My hair is healthy and quite thick, though certainly color-treated to the point of abuse. Still, it wasn’t crying out for repair, though I can always use a better shampoo. I used the Yes to Blueberries Healthy Hair Repair Shampoo
for a couple of weeks, and it was fine. It looked and behaved more like a regular mass-market shampoo and conditioner than like a boutique-y, “natural” shampoo (which is confirmed by the ingredients list), in terms of thickness, foaming, feel, etc. I didn’t see any marked difference or improvement in my hair – texture, manageability, shine – but I didn’t feel it looked any worse, either. It was a perfectly fine shampoo/conditioner.
I have to question whether the unique ingredients trumpeted in the marketing are really there in quantities sufficient to make a difference (even assuming they can affect hair condition, which is a question way beyond my pay grade).

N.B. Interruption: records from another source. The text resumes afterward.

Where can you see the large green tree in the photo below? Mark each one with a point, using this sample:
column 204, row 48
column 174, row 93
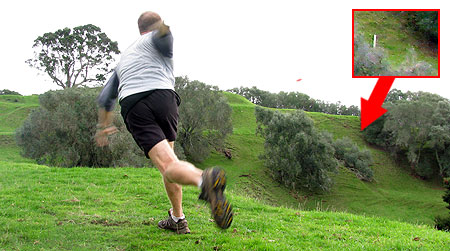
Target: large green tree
column 74, row 57
column 297, row 155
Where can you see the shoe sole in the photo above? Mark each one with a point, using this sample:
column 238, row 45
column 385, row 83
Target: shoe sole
column 221, row 208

Most entries on the ingredients list look indistinguishable from the usual alphabet soup I see in the drugstores. In fact, the third item listed for the conditioner, with the appealing name of Behentrimonium chloride
, is, according to the TIA Ingredients database, not only an “anti-static and conditioning agent… a great defrizzer and emulsifier,” but also a toxic compound.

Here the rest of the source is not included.